As regards orthographic rules, Linear B does not distinguish long vowels from short vowels (po-ro, pōlos ‘colt, foal’; po-de, podei ‘foot’), l from r (a-pi-po-re-we, amphiphorēwes ‘amphorae’; e-re-u-te-ro, eleutheros ‘free’), voiceless from voiced consonants (ke-ra, geras ‘privilege’; ke-ra, keras ‘horn’) [except for dentals (de-so-mo, desmos ‘bond’; te-me-no, temenos ‘reserved land’)], non aspirated from aspirated consonants (te-o, theos ‘god’; te-ko-to-ne, tektones ‘carpenters’). Final consonants of words are not noted down (pa-te, patēr ‘father’; ka-ke-we, khalkēwes ‘bronze smiths”; po-me, poimēn ‘shepherd’). The same is true for the final consonants of syllables (pa-te, pantes ‘all, every’) and for the s placed before a consonant (pa-i-to, Phaistos ‘Phaistos’). Consonant groups are graphically rendered using “silent vowels” (a-mi-ni-so, Amnisos; wi-ri-no, wrīnos ‘leather’). They may be rendered using a doublet syllabogram (di-pte-ra3, diphtherai ‘hides’). The second part of a diphthong may or may not be noted down (qo-u-qo-ta or qo-qo-ta, gwougwotās ‘oxherd’; wo-i-ko or wo-ko, woikos ‘house’). They may be rendered using a doublet syllabogram (e-ra3-wo, elaiwon ‘olive oil’; a3-ku-pi-ti-jo, Aiguptios ‘Egyptian’). Vice versa, the transitional semi-vowel sounds y and w which occur between i and u + vowel are regularly noted down (ku-pi-ri-jo, Kuprios ‘Cypriot”; ku-wa-no, kuanos ‘blue glass paste’).
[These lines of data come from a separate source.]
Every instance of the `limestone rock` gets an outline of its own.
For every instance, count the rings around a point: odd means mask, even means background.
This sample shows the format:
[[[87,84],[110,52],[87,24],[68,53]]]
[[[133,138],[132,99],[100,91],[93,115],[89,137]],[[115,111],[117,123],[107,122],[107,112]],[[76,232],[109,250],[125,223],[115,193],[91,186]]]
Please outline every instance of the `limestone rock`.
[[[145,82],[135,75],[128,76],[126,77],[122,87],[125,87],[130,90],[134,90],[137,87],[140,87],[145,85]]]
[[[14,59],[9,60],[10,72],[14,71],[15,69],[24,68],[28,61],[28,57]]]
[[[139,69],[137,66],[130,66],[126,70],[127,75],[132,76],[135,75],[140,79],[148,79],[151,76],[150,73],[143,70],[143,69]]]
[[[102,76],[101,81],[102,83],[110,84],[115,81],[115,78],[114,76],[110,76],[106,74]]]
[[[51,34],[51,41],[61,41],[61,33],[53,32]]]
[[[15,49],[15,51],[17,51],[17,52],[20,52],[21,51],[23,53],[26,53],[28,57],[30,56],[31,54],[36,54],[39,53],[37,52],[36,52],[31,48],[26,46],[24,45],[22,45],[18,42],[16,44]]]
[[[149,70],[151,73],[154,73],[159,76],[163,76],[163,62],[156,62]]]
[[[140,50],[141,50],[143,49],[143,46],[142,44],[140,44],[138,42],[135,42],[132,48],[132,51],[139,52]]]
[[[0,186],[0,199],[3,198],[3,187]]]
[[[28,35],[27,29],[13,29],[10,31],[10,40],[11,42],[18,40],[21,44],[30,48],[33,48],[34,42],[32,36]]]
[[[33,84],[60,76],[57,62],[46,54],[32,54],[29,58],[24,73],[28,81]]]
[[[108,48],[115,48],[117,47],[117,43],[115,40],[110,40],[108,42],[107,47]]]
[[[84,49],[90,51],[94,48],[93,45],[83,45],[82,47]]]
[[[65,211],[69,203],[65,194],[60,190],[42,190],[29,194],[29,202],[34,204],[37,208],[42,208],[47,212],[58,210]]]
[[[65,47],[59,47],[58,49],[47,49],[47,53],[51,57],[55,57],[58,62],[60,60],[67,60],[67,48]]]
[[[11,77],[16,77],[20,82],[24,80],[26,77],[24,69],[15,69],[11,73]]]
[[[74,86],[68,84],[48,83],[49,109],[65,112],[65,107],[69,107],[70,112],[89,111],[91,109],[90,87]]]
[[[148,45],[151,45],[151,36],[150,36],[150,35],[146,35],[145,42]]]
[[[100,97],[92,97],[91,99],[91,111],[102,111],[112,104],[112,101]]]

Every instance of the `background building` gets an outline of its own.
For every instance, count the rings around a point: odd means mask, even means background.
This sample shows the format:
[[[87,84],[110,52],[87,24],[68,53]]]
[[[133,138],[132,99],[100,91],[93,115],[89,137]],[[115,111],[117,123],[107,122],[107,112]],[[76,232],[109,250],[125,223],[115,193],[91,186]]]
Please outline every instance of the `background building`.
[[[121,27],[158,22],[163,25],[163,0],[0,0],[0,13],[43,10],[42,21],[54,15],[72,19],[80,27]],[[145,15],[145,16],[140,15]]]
As regards the logograms, about 170 have been identified to date and they represent men, animals, objects and foodstuffs. There are also five symbols for numbers (1, 10, 100, 1000 and 10000) and nine metrograms (five for weight measurements and four for volume measurements). The logograms can be divided into simple logograms (VIR ‘man’, MUL ‘woman’, VIN ‘wine’, SUS ‘pig’, etc.) and “ligatures” (combinations of logograms and syllabograms with an acrophonic function, e.g. SUS+SI, where SI is an abbreviation for si-a2-ro, i.e., sihalos ‘fattening pig’).

Categories of signs similar to the logograms are the abbreviations (isolated syllabograms with an acrophonic function; e.g. KU, abbreviation of ku-mi-no, i.e., kuminon ‘cumin’) and the monograms (resulting from the fusion of several syllabograms in one single outline; e.g., ME+RI, i.e., meli ‘honey’). Logograms are often preceded by isolated syllabograms with an acrophonic function. These syllabograms, which serve to specify the meaning of the logograms, take the name of adjuncts (e.g. pa OVISm means ‘old ram’; pa in fact is the abbreviation of  pa-ra-jo, i.e., palaios ‘old’).
Lastly, as for the direction of writing, Linear B inscriptions are written left to right.